Vivimos en una sociedad con muchos ruidos. Estos condicionan con frecuencia la reflexión personal, la relación con los hermanos y la posibilidad de escuchar sus necesidades. Además de impedirnos escuchar las reflexiones y aportaciones de los demás, el ruido es también un obstáculo para entrar dentro de nosotros mismos y para preguntarnos por el sentido de nuestra existencia y de nuestras acciones.
Desde el punto de vista religioso, la falta de silencio nos incapacita para escuchar la
voz de Dios, que es nuestro amigo y que siempre está dispuesto a darnos el consejo y la orientación que necesitamos. La vocación cristiana, que es siempre respuesta a la llamada de Dios, resulta muy difícil percibirla sin tomar distancia de los ruidos de la vida diaria. Aprender a escuchar a Dios en silencio es la condición necesaria para percibir su voz, para no cerrarnos a la trascendencia, para descubrir nuevos horizontes a la existencia y para darle una orientación nueva y definitiva.

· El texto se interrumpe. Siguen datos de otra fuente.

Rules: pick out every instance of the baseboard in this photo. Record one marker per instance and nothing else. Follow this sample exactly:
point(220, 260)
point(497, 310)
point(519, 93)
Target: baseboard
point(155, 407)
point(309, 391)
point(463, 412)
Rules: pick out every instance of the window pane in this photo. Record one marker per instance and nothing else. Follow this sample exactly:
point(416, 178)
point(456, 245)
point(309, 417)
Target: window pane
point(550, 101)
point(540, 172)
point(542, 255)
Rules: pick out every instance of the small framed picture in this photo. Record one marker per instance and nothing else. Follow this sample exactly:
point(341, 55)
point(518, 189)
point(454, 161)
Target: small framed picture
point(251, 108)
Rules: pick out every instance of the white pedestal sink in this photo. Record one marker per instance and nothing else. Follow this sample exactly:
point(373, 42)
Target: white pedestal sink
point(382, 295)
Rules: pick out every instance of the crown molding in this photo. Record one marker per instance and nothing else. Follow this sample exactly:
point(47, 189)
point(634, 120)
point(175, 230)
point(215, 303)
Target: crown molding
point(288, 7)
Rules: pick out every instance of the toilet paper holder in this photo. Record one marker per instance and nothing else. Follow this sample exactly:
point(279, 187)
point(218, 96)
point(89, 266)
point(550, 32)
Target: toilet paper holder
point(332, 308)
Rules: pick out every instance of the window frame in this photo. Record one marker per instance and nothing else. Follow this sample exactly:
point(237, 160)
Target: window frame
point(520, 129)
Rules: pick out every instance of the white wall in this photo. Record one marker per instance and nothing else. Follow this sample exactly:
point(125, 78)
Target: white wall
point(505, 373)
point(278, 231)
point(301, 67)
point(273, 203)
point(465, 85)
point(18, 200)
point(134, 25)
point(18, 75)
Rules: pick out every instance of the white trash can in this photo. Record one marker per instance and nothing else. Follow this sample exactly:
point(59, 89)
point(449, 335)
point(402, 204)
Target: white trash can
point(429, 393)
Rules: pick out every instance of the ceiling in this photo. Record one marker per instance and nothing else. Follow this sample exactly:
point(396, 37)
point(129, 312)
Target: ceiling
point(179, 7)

Ahora bien, este encuentro personal con Jesucristo en lo más profundo de nuestro corazón no solo exige el silencio exterior que nos permita distanciarnos de los criterios del mundo y de las opiniones de los demás, sino que requiere también el silencio interior. Este nos permite poner freno a la imaginación y serenar el espíritu para distinguir entre nuestros deseos y nuestro deber, para discernir entre los sentimientos de nuestro corazón y la voluntad de Dios.
Las decisiones importantes sobre nuestra vida y sobre la actividad pastoral no es posible tomarlas sin momentos de silencio y escucha. La misión a la que el Señor nos llama, en muchos casos, nos exige renunciar a nosotros mismos y a nuestros criterios para orientar los quehaceres diarios y el anuncio del Evangelio desde el querer de Dios.
La vida espiritual y la práctica pastoral resultan imposibles, si no existe la firme voluntad de romper con aquellos planteamientos y criterios que son contrarios al Evangelio. Solo la escucha y la respuesta meditada a la Palabra de Dios en la oración y el silencio pueden ayudarnos a descubrir qué quiere el Señor de nosotros
en los distintos momentos de la existencia, pues la vida cristiana no consiste en hacer muchas cosas, aunque estas sean buenas y estén bien realizadas, sino en cumplir la voluntad de Dios.
Ser cristiano es una determinada forma de plantearse la vida en todos sus aspectos, de pensarla y vivirla siempre a luz de las enseñanzas y comportamientos de Jesús, superando con radicalismo todo aquello que pueda ser un obstáculo para la vivencia de la Buena Noticia. Por eso, las decisiones personales o pastorales, asumidas en un momento determinado porque eran más acordes con la voluntad de Dios, es preciso revisarlas y corregirlas, si cambian las circunstancias y la realidad.
Con mi sincero afecto y estima, feliz día del Señor.